Since, according to the institute's study, 40 percent of children's daily food intake occurs while they're at school, schools are implicated in a worrisome trend: Obesity has doubled among teens and tripled for children ages 6 to 11 since the 1970s, according to the Institute of Medicine's study, Preventing Childhood Obesity, released Sept. 30.
That's no surprise to Diana Frey, a junior at Montgomery-Blair High in Silver Spring, Md. "A lot of kids don't even have time for breakfast," then eat a bad lunch at school, she said.

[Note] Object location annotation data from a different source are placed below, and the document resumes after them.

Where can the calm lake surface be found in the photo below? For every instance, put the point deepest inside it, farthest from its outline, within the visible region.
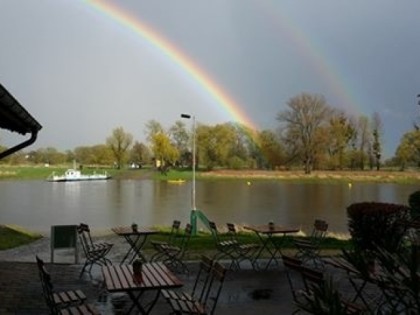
(37, 205)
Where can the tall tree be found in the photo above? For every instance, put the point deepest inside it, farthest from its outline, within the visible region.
(214, 144)
(119, 142)
(271, 149)
(305, 115)
(140, 153)
(364, 140)
(408, 151)
(180, 138)
(153, 127)
(376, 139)
(163, 150)
(339, 132)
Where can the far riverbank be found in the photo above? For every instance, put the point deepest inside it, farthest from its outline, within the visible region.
(383, 176)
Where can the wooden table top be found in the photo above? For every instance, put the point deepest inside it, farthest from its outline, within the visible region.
(271, 229)
(155, 276)
(127, 230)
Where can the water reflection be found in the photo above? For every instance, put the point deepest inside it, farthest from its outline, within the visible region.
(38, 204)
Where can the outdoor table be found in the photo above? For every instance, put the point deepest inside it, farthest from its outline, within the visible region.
(266, 233)
(154, 278)
(136, 239)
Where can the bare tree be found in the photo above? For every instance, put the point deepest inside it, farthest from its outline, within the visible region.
(364, 139)
(119, 142)
(303, 120)
(377, 137)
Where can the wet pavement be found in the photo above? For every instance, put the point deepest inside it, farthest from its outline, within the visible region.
(244, 292)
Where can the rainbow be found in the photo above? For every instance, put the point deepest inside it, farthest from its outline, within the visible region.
(177, 57)
(312, 52)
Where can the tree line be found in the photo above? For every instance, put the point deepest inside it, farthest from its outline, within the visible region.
(311, 135)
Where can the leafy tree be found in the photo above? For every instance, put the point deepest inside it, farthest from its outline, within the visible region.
(214, 144)
(163, 150)
(140, 153)
(153, 127)
(101, 154)
(271, 149)
(408, 151)
(181, 140)
(119, 142)
(305, 115)
(376, 139)
(339, 132)
(364, 140)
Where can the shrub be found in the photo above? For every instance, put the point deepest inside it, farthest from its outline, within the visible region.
(414, 203)
(377, 224)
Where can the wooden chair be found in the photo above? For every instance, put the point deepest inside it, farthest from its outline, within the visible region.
(308, 249)
(208, 298)
(199, 286)
(294, 278)
(170, 241)
(244, 251)
(95, 253)
(226, 248)
(62, 302)
(172, 255)
(314, 281)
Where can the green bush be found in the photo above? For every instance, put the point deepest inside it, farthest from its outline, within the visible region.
(414, 203)
(377, 224)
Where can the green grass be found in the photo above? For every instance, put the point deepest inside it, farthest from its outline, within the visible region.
(11, 237)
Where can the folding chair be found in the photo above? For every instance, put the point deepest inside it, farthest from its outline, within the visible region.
(62, 302)
(225, 248)
(332, 302)
(294, 278)
(206, 304)
(173, 255)
(94, 252)
(244, 251)
(308, 249)
(199, 286)
(168, 242)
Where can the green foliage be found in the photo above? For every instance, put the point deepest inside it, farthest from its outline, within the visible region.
(377, 224)
(414, 203)
(323, 300)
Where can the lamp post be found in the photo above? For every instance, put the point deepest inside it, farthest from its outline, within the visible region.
(193, 215)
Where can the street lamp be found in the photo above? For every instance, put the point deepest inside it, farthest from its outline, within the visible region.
(193, 217)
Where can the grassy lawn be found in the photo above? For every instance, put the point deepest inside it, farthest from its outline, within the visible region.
(200, 244)
(11, 237)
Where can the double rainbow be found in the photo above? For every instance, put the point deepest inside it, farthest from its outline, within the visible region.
(179, 58)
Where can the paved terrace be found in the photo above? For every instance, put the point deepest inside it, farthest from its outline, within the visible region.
(244, 292)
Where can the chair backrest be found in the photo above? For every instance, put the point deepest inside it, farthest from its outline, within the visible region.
(232, 231)
(186, 237)
(176, 224)
(47, 287)
(202, 278)
(214, 287)
(214, 232)
(319, 231)
(293, 273)
(85, 238)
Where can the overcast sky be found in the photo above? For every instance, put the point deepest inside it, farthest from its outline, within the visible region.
(81, 73)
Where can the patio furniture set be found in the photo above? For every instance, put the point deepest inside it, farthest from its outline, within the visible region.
(137, 276)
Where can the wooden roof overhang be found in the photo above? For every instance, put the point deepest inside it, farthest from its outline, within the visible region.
(15, 118)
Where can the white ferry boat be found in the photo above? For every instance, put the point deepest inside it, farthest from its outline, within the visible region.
(73, 175)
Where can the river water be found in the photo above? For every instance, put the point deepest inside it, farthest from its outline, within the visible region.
(37, 205)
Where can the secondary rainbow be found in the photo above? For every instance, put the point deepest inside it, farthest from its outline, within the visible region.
(175, 55)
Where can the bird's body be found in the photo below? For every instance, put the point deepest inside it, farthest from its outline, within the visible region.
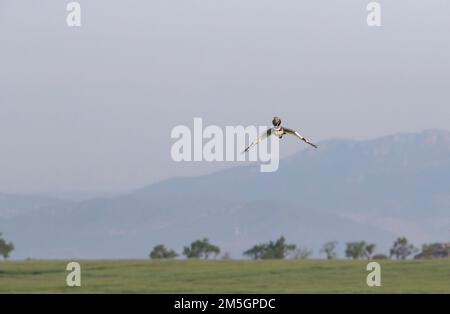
(278, 131)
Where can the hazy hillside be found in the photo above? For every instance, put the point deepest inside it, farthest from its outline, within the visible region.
(346, 190)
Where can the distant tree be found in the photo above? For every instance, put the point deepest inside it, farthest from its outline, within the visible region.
(369, 249)
(434, 250)
(356, 250)
(380, 256)
(402, 248)
(278, 249)
(5, 248)
(302, 253)
(161, 252)
(201, 249)
(329, 249)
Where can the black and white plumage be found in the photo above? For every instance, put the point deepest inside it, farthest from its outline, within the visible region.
(278, 131)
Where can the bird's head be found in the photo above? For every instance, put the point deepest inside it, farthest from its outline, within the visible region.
(276, 121)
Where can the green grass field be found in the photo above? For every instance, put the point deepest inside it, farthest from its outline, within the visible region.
(227, 276)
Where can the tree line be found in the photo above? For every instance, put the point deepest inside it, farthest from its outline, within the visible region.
(280, 249)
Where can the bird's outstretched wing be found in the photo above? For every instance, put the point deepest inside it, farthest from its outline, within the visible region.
(295, 133)
(259, 139)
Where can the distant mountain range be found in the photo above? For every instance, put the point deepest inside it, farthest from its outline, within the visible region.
(346, 190)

But Montgomery-Blair is in a bind, principal Phillip Gainous said. It signed an exclusive marketing deal with Pepsi in 1997, which pays the school $55,000 a year. The contract comes up for renewal soon, and the Montgomery County school system recently issued guidelines aimed at improving nutrition. Out went the soft drinks in Montgomery-Blair's vending machines. In came fruit juices, chocolate milk and water. Pepsi's vending-machine revenue has plummeted, according to Gainous. Pepsi might not renew the deal.
"The money is absolutely vital to the operation of the school," said Gainous, who has used it to buy computers and subsidize fees for SAT, achievement and Advanced Placement tests for low-income students.

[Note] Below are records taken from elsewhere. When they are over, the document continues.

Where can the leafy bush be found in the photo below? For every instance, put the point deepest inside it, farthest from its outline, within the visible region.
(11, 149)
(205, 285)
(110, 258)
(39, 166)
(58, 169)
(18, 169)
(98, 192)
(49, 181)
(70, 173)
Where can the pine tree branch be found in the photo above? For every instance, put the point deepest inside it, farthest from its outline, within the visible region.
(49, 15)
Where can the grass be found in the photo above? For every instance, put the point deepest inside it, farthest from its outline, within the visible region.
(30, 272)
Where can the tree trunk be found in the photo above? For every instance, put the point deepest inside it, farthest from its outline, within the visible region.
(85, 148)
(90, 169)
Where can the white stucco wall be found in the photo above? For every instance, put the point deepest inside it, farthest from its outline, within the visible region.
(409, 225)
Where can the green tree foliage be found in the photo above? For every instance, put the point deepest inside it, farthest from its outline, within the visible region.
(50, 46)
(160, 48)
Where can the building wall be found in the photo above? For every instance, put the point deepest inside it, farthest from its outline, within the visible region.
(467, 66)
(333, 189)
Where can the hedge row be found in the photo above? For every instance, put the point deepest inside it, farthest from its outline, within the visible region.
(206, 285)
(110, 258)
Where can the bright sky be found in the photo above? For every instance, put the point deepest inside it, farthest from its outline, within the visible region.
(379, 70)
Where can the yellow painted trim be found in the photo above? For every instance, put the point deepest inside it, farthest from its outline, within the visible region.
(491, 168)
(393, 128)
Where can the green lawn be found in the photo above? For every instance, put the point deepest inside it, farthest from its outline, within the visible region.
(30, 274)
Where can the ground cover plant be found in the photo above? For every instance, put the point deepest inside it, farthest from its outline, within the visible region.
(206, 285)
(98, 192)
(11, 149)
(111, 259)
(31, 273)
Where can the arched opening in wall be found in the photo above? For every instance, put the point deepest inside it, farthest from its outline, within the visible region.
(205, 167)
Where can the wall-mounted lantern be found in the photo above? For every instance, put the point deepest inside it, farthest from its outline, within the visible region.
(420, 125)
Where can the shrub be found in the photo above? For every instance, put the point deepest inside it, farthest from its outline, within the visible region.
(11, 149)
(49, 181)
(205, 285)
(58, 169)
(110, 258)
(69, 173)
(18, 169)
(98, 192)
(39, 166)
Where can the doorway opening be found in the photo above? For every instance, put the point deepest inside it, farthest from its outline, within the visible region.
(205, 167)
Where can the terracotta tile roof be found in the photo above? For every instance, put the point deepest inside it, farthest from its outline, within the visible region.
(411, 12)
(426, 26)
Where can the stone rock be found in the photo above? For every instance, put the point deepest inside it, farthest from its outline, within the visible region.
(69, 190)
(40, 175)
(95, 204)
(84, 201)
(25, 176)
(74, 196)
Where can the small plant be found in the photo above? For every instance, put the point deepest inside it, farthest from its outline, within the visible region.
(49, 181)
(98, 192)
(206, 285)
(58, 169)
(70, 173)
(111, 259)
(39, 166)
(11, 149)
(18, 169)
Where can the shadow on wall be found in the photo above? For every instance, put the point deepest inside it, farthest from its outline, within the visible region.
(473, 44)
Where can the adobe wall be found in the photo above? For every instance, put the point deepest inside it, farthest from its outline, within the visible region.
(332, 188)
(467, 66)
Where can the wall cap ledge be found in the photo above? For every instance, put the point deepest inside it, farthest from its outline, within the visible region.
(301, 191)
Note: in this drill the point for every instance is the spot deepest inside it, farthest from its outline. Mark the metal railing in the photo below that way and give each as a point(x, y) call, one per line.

"How are my kids from poorer areas supposed to compete with affluent kids without this money? If I push them to take these tests to get into college," he said, "I have to be prepared to pay for them."
Other schools have switched with better results. North Community High School in Minneapolis found that it made $4,000 a year more selling water in its vending machines than it did selling soft drinks.
The biggest experiment is under way in California, where coalitions of parents, students and pro-nutrition groups won a statewide ban on soft drinks in elementary and middle schools, which went into effect in July.
"We know that children learn from what we tell them, but we need to remember they also learn from what we sell them," said Harold Goldstein, executive director for the ban's leading promoter, the California Center for Public Health Advocacy.
Soft-drink companies maintain that banning products is not an effective strategy for curbing obesity.
"We need to teach people how to make their own choices, and you don't teach people things just by restricting them," said Kathleen Dezio, a spokeswoman for the American Beverage Association in Washington.